Страхи выскакивали из каждой тени и били прямо в лицо в самые неожиданные моменты сладостного одиночества, в первые утренние часы, когда он брел по извилистым улочкам, где на балконах доходных домов в желтоватых клубах угольного смога развевалось мокрое белье и похрапывали дети, загнанные туда, словно в клетку, на жаркие летние месяцы. Или позже, в четыре часа утра, когда он заполнял расстоечный шкаф ста восьмьюдесятью продолговатыми буханками, которые предстояло продать сегодня, и белоснежное тесто медленно поднималось, а он чувствовал себя великаном среди невинных младенцев; к тому моменту, когда приходило время растапливать печь, бросая туда куски угля, страх уже успевал проникнуть в самое нутро, сковать по рукам и ногам. В такие моменты что он мог сделать, чтобы защитить себя, кроме как назвать по имени свои страхи, надеясь тем самым лишить их силы. Потому он бормотал под нос библейское пророчество – ему никогда бы не удалось так точно выразить нужную мысль, а оно к тому же напоминало, какова его роль в этом огромном мире и каковы будут последствия, если он не справится с ней.

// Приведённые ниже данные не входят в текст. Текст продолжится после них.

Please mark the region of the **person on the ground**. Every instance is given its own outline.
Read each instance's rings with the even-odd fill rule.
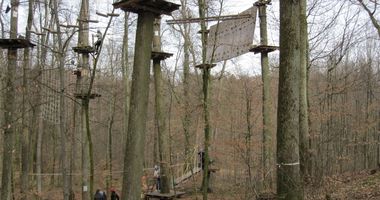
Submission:
[[[161,177],[160,177],[160,167],[158,165],[154,165],[153,177],[156,179],[156,190],[160,191]]]
[[[198,152],[199,164],[198,167],[202,170],[205,168],[205,151],[203,149]]]
[[[115,189],[111,189],[111,200],[120,200],[119,195],[116,193]]]
[[[106,193],[97,189],[95,192],[94,200],[107,200]]]

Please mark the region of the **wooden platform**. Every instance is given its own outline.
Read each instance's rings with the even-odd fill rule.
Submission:
[[[158,191],[155,191],[155,192],[149,192],[149,193],[146,193],[145,194],[145,199],[148,200],[148,199],[174,199],[174,198],[180,198],[182,195],[184,195],[185,192],[179,192],[179,191],[176,191],[174,193],[174,191],[171,191],[170,193],[164,193],[164,194],[161,194],[159,193]]]
[[[23,49],[34,46],[36,45],[27,39],[0,39],[0,47],[3,49]]]
[[[126,12],[140,13],[152,12],[158,15],[171,15],[180,5],[165,0],[121,0],[113,4]]]
[[[166,52],[158,52],[158,51],[152,51],[152,60],[165,60],[167,58],[172,57],[172,53],[166,53]]]
[[[77,75],[77,76],[81,76],[82,75],[82,71],[80,69],[74,69],[73,70],[73,74]]]
[[[73,47],[73,51],[80,54],[94,53],[95,49],[92,46]]]
[[[102,95],[97,94],[97,93],[92,93],[90,94],[89,99],[95,99],[96,97],[101,97]],[[74,93],[74,97],[77,99],[87,99],[87,94],[82,94],[82,93]]]
[[[195,68],[198,68],[198,69],[205,69],[205,68],[211,69],[211,68],[213,68],[215,66],[216,66],[216,64],[207,64],[207,63],[205,63],[205,64],[196,65]]]
[[[209,33],[210,33],[210,30],[204,30],[204,31],[202,31],[202,30],[199,30],[197,33],[198,33],[198,34],[202,34],[202,33],[205,33],[205,34],[207,35],[207,34],[209,34]]]
[[[256,45],[256,46],[253,46],[251,49],[249,49],[249,51],[255,54],[258,54],[258,53],[270,53],[279,49],[280,48],[278,46]]]

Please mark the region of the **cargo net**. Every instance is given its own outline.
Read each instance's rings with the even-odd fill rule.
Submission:
[[[42,117],[58,124],[59,112],[59,71],[46,69],[42,72]]]

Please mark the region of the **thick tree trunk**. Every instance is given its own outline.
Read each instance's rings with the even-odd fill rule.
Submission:
[[[69,188],[69,160],[67,157],[67,137],[66,137],[66,108],[65,108],[65,47],[63,45],[62,33],[60,30],[60,22],[58,16],[58,0],[54,2],[54,16],[56,23],[56,30],[58,32],[58,49],[60,53],[58,54],[59,62],[59,127],[58,135],[60,141],[60,161],[62,163],[62,178],[63,178],[63,199],[69,200],[70,188]]]
[[[306,0],[300,0],[300,166],[303,178],[310,175],[309,114],[307,102],[308,33]]]
[[[122,199],[137,200],[141,193],[145,130],[149,96],[149,72],[152,53],[154,14],[138,15],[135,59],[132,74],[128,135],[124,157]]]
[[[123,36],[123,48],[122,48],[122,63],[123,63],[123,82],[124,82],[124,133],[128,130],[128,115],[129,115],[129,94],[130,94],[130,84],[129,84],[129,51],[128,51],[128,28],[129,28],[129,13],[124,13],[124,36]],[[122,141],[126,143],[127,134],[123,134]]]
[[[181,14],[182,18],[187,18],[187,1],[181,1]],[[192,148],[191,148],[191,110],[190,110],[190,25],[184,24],[182,29],[182,36],[184,39],[183,44],[183,107],[185,113],[182,119],[183,134],[185,136],[185,169],[192,169]]]
[[[153,31],[153,51],[161,52],[161,36],[160,36],[160,22],[161,18],[156,18]],[[169,153],[169,135],[165,122],[164,107],[162,106],[162,73],[161,61],[158,59],[153,60],[154,72],[154,89],[155,89],[155,118],[156,128],[158,133],[158,152],[160,162],[160,175],[161,175],[161,193],[170,192],[170,153]]]
[[[267,33],[267,6],[259,7],[260,18],[260,42],[261,45],[268,45]],[[272,125],[272,98],[271,78],[269,69],[268,52],[261,53],[261,76],[263,82],[263,190],[272,189],[274,181],[274,129]]]
[[[33,6],[34,6],[34,0],[29,0],[29,6],[28,6],[28,20],[27,20],[27,26],[26,26],[26,39],[30,40],[30,31],[32,28],[33,23]],[[21,135],[21,199],[29,199],[28,198],[28,187],[29,187],[29,159],[31,157],[30,153],[30,141],[29,141],[29,135],[32,133],[30,127],[32,124],[28,125],[28,106],[27,103],[27,96],[29,95],[29,86],[28,86],[28,70],[30,69],[30,59],[29,59],[30,50],[29,48],[26,48],[24,50],[24,65],[23,65],[23,77],[22,77],[22,135]]]
[[[17,21],[18,21],[18,0],[12,0],[11,8],[11,32],[10,38],[17,38]],[[8,200],[10,198],[10,184],[12,173],[13,158],[13,140],[15,131],[15,86],[14,77],[17,66],[17,50],[8,49],[8,65],[6,76],[4,78],[4,87],[6,88],[3,108],[4,108],[4,143],[3,143],[3,169],[1,179],[1,196],[0,199]]]
[[[277,195],[302,200],[299,158],[299,0],[280,1],[280,78],[277,112]]]
[[[205,18],[206,12],[207,12],[207,6],[206,6],[205,0],[198,0],[198,8],[199,8],[199,17]],[[201,21],[201,40],[202,40],[202,64],[206,64],[207,27],[206,27],[205,21]],[[202,194],[203,194],[203,200],[207,200],[208,190],[209,190],[209,179],[210,179],[209,147],[210,147],[210,131],[211,131],[208,90],[209,90],[211,69],[205,66],[202,69],[202,71],[203,71],[202,91],[203,91],[203,117],[204,117],[204,169],[203,169],[203,179],[202,179]]]
[[[47,0],[44,1],[45,5],[47,4]],[[41,25],[43,27],[49,27],[49,19],[52,19],[53,18],[53,15],[51,14],[50,17],[49,16],[49,9],[48,8],[45,8],[45,21],[44,21],[44,24]],[[50,24],[53,22],[53,20],[50,20]],[[51,26],[51,25],[50,25]],[[42,27],[41,27],[42,28]],[[39,59],[40,63],[38,65],[38,73],[39,74],[42,74],[42,70],[46,64],[46,58],[47,58],[47,43],[49,41],[49,34],[47,31],[45,31],[45,35],[42,35],[41,36],[41,42],[42,44],[44,45],[41,45],[41,57]],[[39,87],[42,88],[42,77],[41,75],[39,76]],[[40,105],[40,102],[41,102],[41,95],[42,95],[42,91],[41,89],[38,91],[38,97],[37,97],[37,101],[36,101],[36,104],[37,105]],[[37,145],[36,145],[36,172],[37,174],[41,174],[42,173],[42,141],[43,141],[43,128],[44,128],[44,120],[43,120],[43,117],[42,117],[42,112],[41,112],[41,108],[39,108],[39,111],[37,112],[37,116],[39,117],[38,119],[38,131],[37,131]],[[38,194],[42,194],[42,176],[37,176],[37,192]],[[37,196],[37,199],[40,199],[40,196],[39,195],[36,195]]]
[[[88,0],[82,0],[81,8],[80,8],[80,19],[88,19],[89,18],[89,1]],[[79,22],[79,35],[78,35],[78,46],[89,46],[89,24],[84,21]],[[88,88],[88,74],[89,74],[89,55],[88,54],[82,54],[81,55],[81,77],[79,77],[79,84],[81,87],[81,94],[83,96],[87,93]],[[87,126],[87,123],[89,123],[89,119],[87,117],[88,109],[89,109],[89,100],[88,99],[82,99],[81,103],[81,137],[82,137],[82,199],[83,200],[90,200],[93,196],[93,183],[91,180],[93,180],[93,176],[91,176],[93,170],[93,165],[91,164],[91,146],[92,141],[90,140],[91,135],[90,131],[88,130],[89,126]]]

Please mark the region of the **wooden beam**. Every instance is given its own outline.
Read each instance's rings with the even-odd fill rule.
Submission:
[[[186,19],[174,19],[166,20],[167,24],[187,24],[187,23],[199,23],[201,21],[227,21],[227,20],[236,20],[236,19],[245,19],[252,17],[251,14],[243,15],[225,15],[225,16],[215,16],[215,17],[205,17],[205,18],[186,18]]]

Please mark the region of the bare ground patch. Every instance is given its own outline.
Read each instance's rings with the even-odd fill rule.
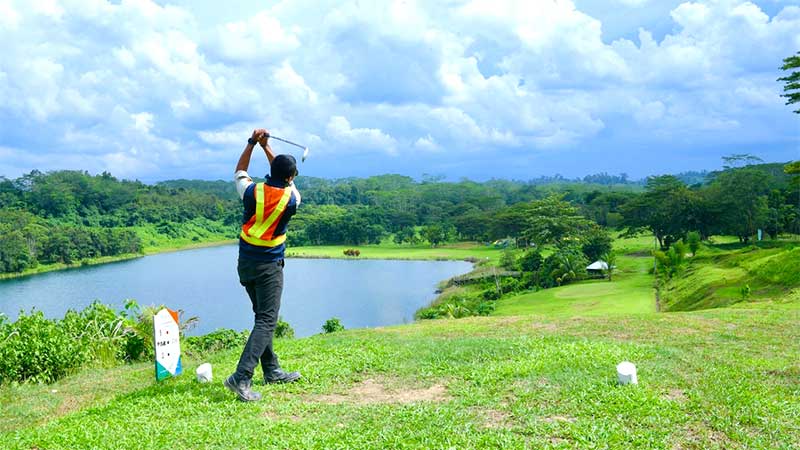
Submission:
[[[686,403],[688,397],[683,389],[672,388],[664,395],[668,400],[678,403]]]
[[[369,378],[343,394],[317,395],[311,400],[334,405],[339,403],[368,405],[374,403],[443,402],[449,398],[447,389],[442,384],[434,384],[428,388],[412,388],[403,387],[400,383],[390,383],[388,380]]]
[[[575,422],[575,418],[574,417],[569,417],[569,416],[547,416],[547,417],[542,417],[539,420],[541,420],[544,423],[559,423],[559,422],[574,423]]]
[[[484,428],[509,430],[514,426],[513,417],[506,411],[477,409],[475,415],[478,416],[478,420]]]

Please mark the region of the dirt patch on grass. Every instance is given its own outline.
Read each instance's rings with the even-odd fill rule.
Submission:
[[[688,400],[686,397],[686,392],[683,389],[670,389],[666,394],[664,394],[664,396],[667,398],[667,400],[678,403],[686,403],[686,400]]]
[[[673,450],[700,448],[731,448],[732,441],[722,431],[713,430],[707,423],[692,423],[681,429],[672,444]]]
[[[373,403],[443,402],[449,398],[447,389],[441,384],[434,384],[431,387],[421,389],[396,386],[398,386],[398,383],[369,378],[356,384],[346,393],[318,395],[312,397],[312,400],[329,404],[354,403],[368,405]]]
[[[53,393],[53,395],[58,394]],[[56,409],[56,416],[64,416],[73,411],[77,411],[81,409],[83,405],[89,403],[90,400],[90,395],[66,395],[61,403],[59,403],[58,409]]]
[[[514,420],[510,413],[497,409],[479,409],[476,415],[481,422],[481,426],[488,429],[511,429]]]
[[[539,420],[541,420],[544,423],[559,423],[559,422],[575,423],[575,418],[568,416],[547,416],[547,417],[542,417]]]

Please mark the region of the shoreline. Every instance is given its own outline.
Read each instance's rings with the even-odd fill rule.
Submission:
[[[27,278],[36,275],[46,274],[50,272],[59,272],[65,270],[74,270],[80,269],[82,267],[90,267],[90,266],[98,266],[102,264],[112,264],[116,262],[122,261],[129,261],[132,259],[143,258],[145,256],[151,255],[158,255],[162,253],[174,253],[180,252],[185,250],[194,250],[200,248],[209,248],[209,247],[220,247],[224,245],[234,245],[237,243],[236,239],[224,239],[224,240],[214,240],[208,242],[193,242],[187,245],[176,245],[176,246],[169,246],[169,247],[145,247],[141,253],[126,253],[123,255],[115,255],[115,256],[103,256],[100,258],[93,258],[93,259],[84,259],[78,261],[73,264],[65,264],[65,263],[55,263],[55,264],[48,264],[48,265],[41,265],[33,269],[27,269],[23,272],[16,272],[16,273],[3,273],[0,274],[0,281],[4,280],[12,280],[18,278]],[[341,248],[345,248],[346,246],[341,246]],[[466,250],[464,248],[448,248],[448,247],[437,247],[437,248],[419,248],[419,247],[411,247],[411,248],[402,248],[402,247],[388,247],[388,248],[381,248],[379,246],[374,247],[361,247],[366,249],[378,250],[379,254],[370,254],[371,252],[362,253],[360,256],[357,257],[350,257],[342,255],[339,250],[339,246],[306,246],[306,247],[298,247],[298,249],[316,249],[317,252],[322,250],[322,253],[304,253],[304,252],[294,252],[292,250],[287,249],[286,251],[286,258],[287,259],[338,259],[344,261],[358,261],[358,260],[386,260],[386,261],[464,261],[468,263],[472,263],[473,270],[475,265],[480,263],[481,261],[485,260],[485,258],[479,258],[477,256],[466,256],[464,254],[451,254],[451,255],[444,255],[441,252],[444,251],[446,253],[449,250],[455,250],[457,252],[461,252]],[[470,249],[474,250],[474,249]],[[413,252],[420,252],[429,253],[429,254],[417,254],[415,256],[399,256],[402,253],[413,251]],[[468,250],[469,251],[469,250]],[[470,252],[471,253],[471,252]],[[487,257],[488,258],[488,257]],[[448,280],[442,280],[443,282],[447,282]]]
[[[0,281],[13,280],[17,278],[27,278],[36,275],[43,275],[50,272],[60,272],[65,270],[80,269],[83,267],[99,266],[103,264],[112,264],[122,261],[130,261],[132,259],[144,258],[145,256],[158,255],[161,253],[173,253],[183,250],[193,250],[198,248],[219,247],[222,245],[235,244],[236,241],[226,239],[223,241],[209,241],[209,242],[195,242],[183,247],[150,247],[142,250],[141,253],[125,253],[115,256],[101,256],[100,258],[84,259],[74,264],[55,263],[42,265],[33,269],[27,269],[24,272],[3,273],[0,274]]]

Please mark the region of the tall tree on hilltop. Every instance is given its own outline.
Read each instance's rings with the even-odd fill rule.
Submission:
[[[797,52],[797,55],[784,59],[781,69],[787,71],[791,70],[789,75],[778,78],[778,81],[783,81],[785,83],[783,85],[784,94],[782,94],[781,97],[786,97],[787,105],[800,103],[800,70],[792,70],[800,69],[800,52]],[[800,108],[795,109],[794,112],[800,114]]]

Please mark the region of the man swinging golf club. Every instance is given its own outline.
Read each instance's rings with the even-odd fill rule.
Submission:
[[[255,324],[236,372],[224,384],[240,400],[247,402],[261,399],[261,394],[251,389],[253,371],[259,361],[265,383],[291,383],[300,378],[298,372],[283,371],[272,350],[283,292],[286,229],[300,205],[300,193],[293,183],[297,162],[290,155],[275,156],[268,139],[267,130],[253,131],[234,174],[236,190],[244,206],[239,235],[239,282],[253,304]],[[247,174],[256,144],[264,149],[270,164],[265,183],[254,183]]]

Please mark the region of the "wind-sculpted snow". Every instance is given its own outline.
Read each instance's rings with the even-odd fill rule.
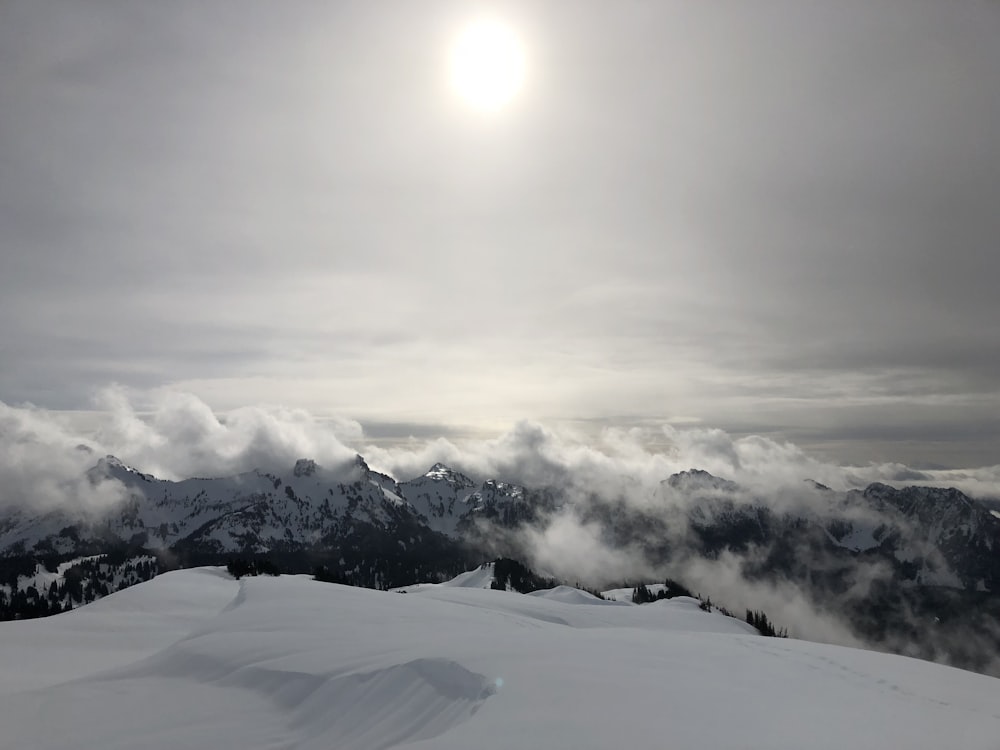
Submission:
[[[443,588],[465,588],[465,589],[488,589],[493,587],[495,578],[493,576],[493,565],[485,564],[481,565],[475,570],[469,570],[465,573],[460,573],[459,575],[452,578],[450,581],[445,581],[444,583],[432,583],[432,584],[417,584],[417,588],[423,588],[427,586],[440,586]],[[412,588],[412,587],[410,587]]]
[[[1000,680],[574,591],[169,573],[0,624],[0,748],[996,748]]]
[[[157,698],[162,678],[250,693],[267,712],[280,716],[296,747],[388,748],[436,737],[476,713],[496,692],[493,682],[443,658],[413,659],[371,670],[329,671],[301,665],[285,668],[286,653],[243,663],[229,652],[216,658],[211,633],[181,641],[115,681],[153,681],[151,699],[169,701],[172,687]],[[205,647],[209,648],[206,649]],[[257,654],[260,656],[260,654]],[[292,735],[302,741],[295,741]]]
[[[239,584],[214,568],[163,575],[58,617],[0,627],[0,696],[86,677],[166,648],[214,618]]]
[[[613,599],[598,599],[589,591],[580,591],[572,586],[556,586],[551,589],[541,589],[532,591],[529,596],[539,599],[547,599],[552,602],[562,602],[563,604],[610,604],[612,606],[628,606],[626,601],[616,601]]]

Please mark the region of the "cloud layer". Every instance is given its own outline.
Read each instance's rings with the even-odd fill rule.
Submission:
[[[642,504],[679,471],[706,470],[751,491],[780,497],[812,479],[834,489],[873,481],[954,486],[974,497],[1000,497],[1000,466],[969,470],[915,470],[903,464],[840,466],[799,447],[760,436],[734,437],[702,426],[603,428],[596,437],[570,428],[522,421],[490,439],[411,438],[369,441],[360,423],[319,418],[305,410],[246,406],[218,414],[190,393],[137,391],[113,386],[94,411],[53,412],[0,402],[3,480],[17,477],[4,504],[31,501],[33,481],[73,481],[103,454],[166,479],[225,476],[254,468],[282,470],[298,458],[340,464],[356,453],[399,480],[443,462],[480,480],[499,478],[529,487],[624,495]],[[653,447],[651,447],[653,446]]]
[[[483,120],[460,0],[6,7],[0,399],[996,461],[1000,6],[502,10]]]

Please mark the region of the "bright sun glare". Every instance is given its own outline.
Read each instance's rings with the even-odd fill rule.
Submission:
[[[466,26],[452,45],[449,62],[455,91],[482,112],[503,108],[524,82],[524,47],[498,21]]]

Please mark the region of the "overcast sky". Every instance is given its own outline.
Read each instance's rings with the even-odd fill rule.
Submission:
[[[447,55],[481,15],[524,87]],[[0,401],[1000,464],[1000,3],[0,1]]]

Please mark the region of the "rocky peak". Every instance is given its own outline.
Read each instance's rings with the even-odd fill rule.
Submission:
[[[449,466],[445,466],[443,463],[434,464],[425,474],[424,477],[427,479],[433,479],[438,482],[447,482],[455,487],[473,487],[475,482],[473,482],[465,474],[455,471]]]
[[[311,458],[300,458],[295,462],[295,468],[292,469],[292,473],[297,477],[311,477],[316,473],[317,468],[316,462]]]
[[[97,463],[87,472],[91,482],[100,482],[105,479],[128,480],[131,477],[141,479],[145,482],[152,481],[152,474],[143,474],[138,469],[134,469],[121,459],[107,455],[98,459]]]
[[[739,485],[728,479],[717,477],[702,469],[688,469],[673,474],[667,478],[669,487],[681,492],[704,492],[713,490],[719,492],[737,492]]]

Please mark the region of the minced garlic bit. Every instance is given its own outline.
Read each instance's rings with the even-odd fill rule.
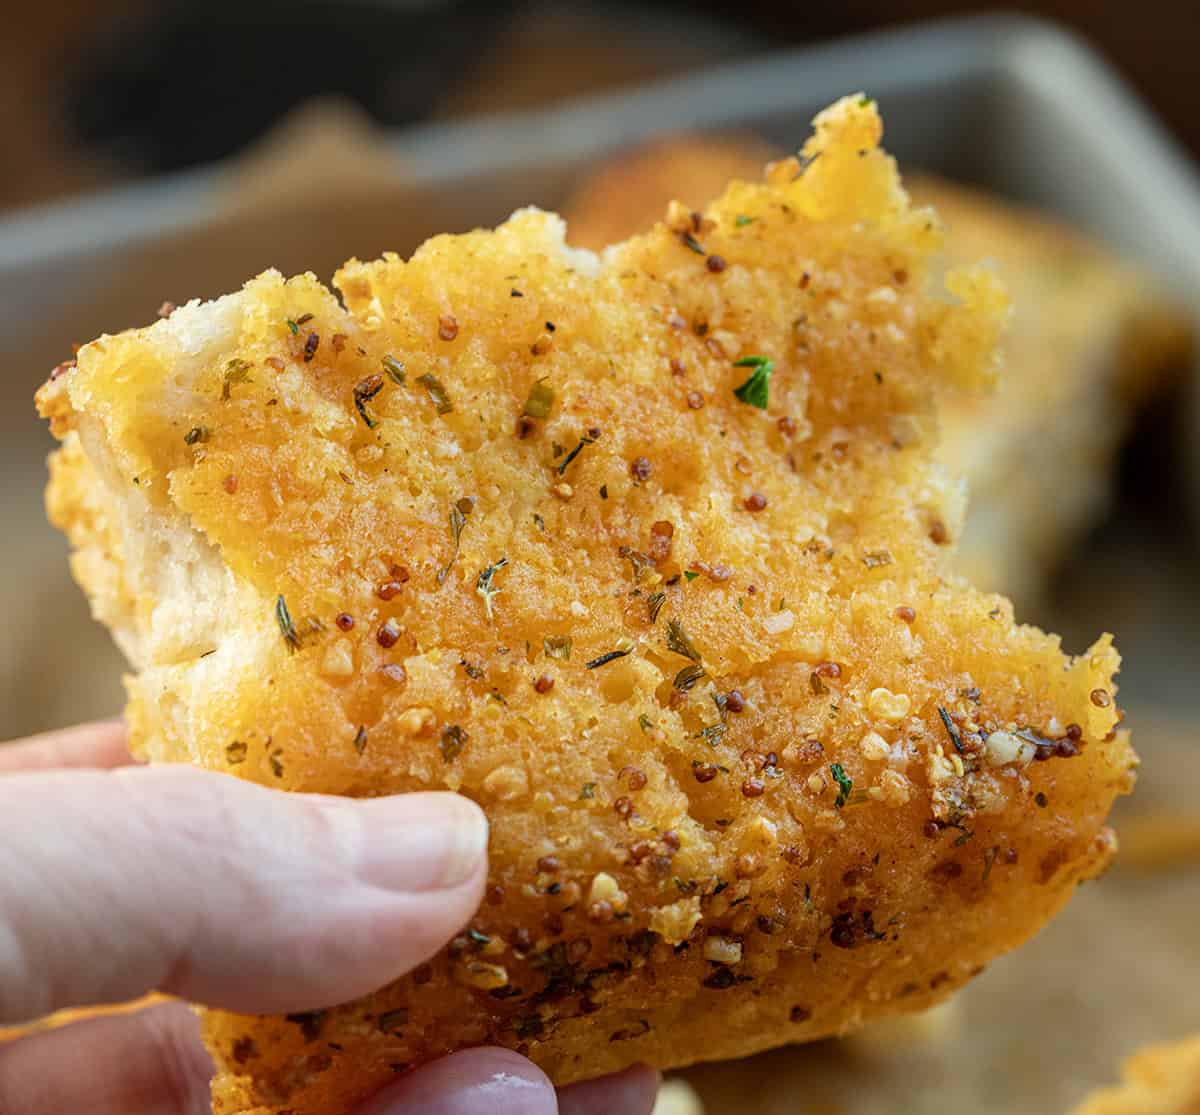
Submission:
[[[496,801],[520,801],[529,793],[529,777],[520,767],[497,767],[484,777],[481,789]]]
[[[862,752],[864,759],[869,759],[875,763],[886,759],[891,753],[891,748],[888,747],[888,741],[885,740],[878,732],[868,732],[861,740],[859,740],[858,747]]]
[[[711,960],[714,964],[740,964],[742,962],[742,942],[717,934],[706,937],[704,959]]]
[[[912,701],[907,693],[893,693],[882,686],[872,689],[867,697],[867,711],[876,720],[887,720],[896,724],[908,715],[910,708]]]
[[[405,709],[396,718],[396,727],[406,736],[424,736],[437,725],[437,714],[431,708]]]
[[[1014,764],[1027,767],[1033,762],[1037,750],[1032,743],[1013,735],[1012,732],[992,732],[984,740],[984,750],[990,767],[1004,767]]]
[[[763,619],[763,627],[768,635],[782,635],[796,625],[796,616],[787,608],[781,612],[769,612]]]
[[[592,879],[592,889],[588,892],[588,905],[596,902],[607,902],[617,913],[625,909],[629,896],[621,889],[620,884],[606,871],[596,873]]]
[[[872,801],[882,801],[888,805],[904,805],[911,793],[912,784],[898,770],[885,770],[879,776],[879,785],[867,791]]]
[[[656,906],[650,911],[650,928],[668,945],[682,944],[699,922],[699,895],[681,898],[670,906]]]

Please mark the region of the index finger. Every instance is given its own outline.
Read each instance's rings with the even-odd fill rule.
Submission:
[[[0,743],[0,774],[28,770],[112,770],[133,762],[122,720],[101,720]]]

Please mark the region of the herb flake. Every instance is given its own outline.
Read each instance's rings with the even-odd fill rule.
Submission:
[[[452,762],[462,754],[462,749],[466,745],[468,736],[467,733],[458,724],[447,724],[442,729],[441,738],[438,741],[438,750],[442,753],[444,762]]]
[[[555,391],[545,378],[539,379],[530,389],[525,400],[524,413],[530,418],[546,418],[554,406]]]
[[[667,648],[693,662],[699,662],[701,655],[692,642],[691,636],[683,629],[683,624],[677,619],[667,621]]]
[[[646,610],[650,613],[650,622],[658,622],[658,613],[662,611],[663,605],[667,602],[667,594],[665,592],[653,592],[646,600]]]
[[[593,658],[590,662],[584,663],[584,668],[587,670],[596,670],[601,666],[607,666],[610,662],[615,662],[618,658],[624,658],[631,653],[628,650],[610,650],[607,654],[600,655],[599,658]]]
[[[404,365],[400,363],[394,356],[385,356],[381,361],[383,370],[387,373],[388,378],[397,386],[400,386],[408,378],[408,372],[404,370]]]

Впервые он услышал эти строки из Библии на службе во время крещения младшего. Священник произнес их на латыни, и он ничего не понял; затем по-итальянски, и он тоже не прислушивался; но звуки английского сделали свое ужасное дело: «Вот, Я пошлю к вам Илию пророка перед наступлением дня Господня, великого и страшного. И он обратит сердца отцов к детям и сердца детей к отцам их, чтобы Я пришел и не поразил земли проклятием».
Он был отцом трех сыновей. Любил их так, как требовал Господь. Их мать, Луиджина (но для него – навсегда миссис Лавипентс), также была любима им, но имела значение второстепенное. Бог благословил его мальчиками, а она была сосудом, через который они пришли в мир.
Они были мальчиками, души их еще только развивались, а привычки поражали. Старший сделал открытие: научился есть арбуз с солью; а средний и младший, нимало не смутившись, переняли привычку, подражая ему, морщились и гримасничали, плевались семечками, как дикари, в бездомных собак. Они убегали из дома, но все же возвращались. Их порывы были невинны. Они перенимали нравы окружающих, впитывали все, как губка. С этим он мог бы их поздравить: они были американцами, в конце концов, ощущали азарт там, где нации постарее испытывали страх, а вокруг толпились миллионы таких же желающих быть избранными, и его нетерпеливые мальчики, находящиеся в состоянии вечного становления, вертели головами, высматривая то единственное направление, в котором стоит идти. Он же сам давно завершил процесс становления, потому сталкивался с меньшим количеством неизвестного, но оно было более кучно расположено, отчего больше пугало, – час собственной смерти, крепость его веры в Господа. Он непременно поздравил бы их, будь в нем уверенность, что становление их в итоге состоится и они заполучат и испытают все преимущества такого склада характера: легкость поведения, прямоту взгляда и речи, обретенную свободу от желания казаться кем-то другим и умение молиться, не прося ничего для себя. У его отца было одно слово, которым можно было обозначить это все разом, и в нем заключалась надежда Рокко, которая ни в коем случае не предназначалась для чужих ушей, да и не стоило унижать саму суть объяснениями. Именно этого он хотел для своих мальчиков, которых любил как самого себя, – надеялся, что его мальчики, став мужчинами, закалятся. Сразу представлялся кирпич в печи. Этого достиг его отец, дед же владел в еще большей мере, не отставал и он, чему были доказательством мешки под глазами цвета грозового неба. «Держись подальше от людей, которые в разговоре с тобой будут касаться лица, – говорил ему отец. – Руки нужны не для этого».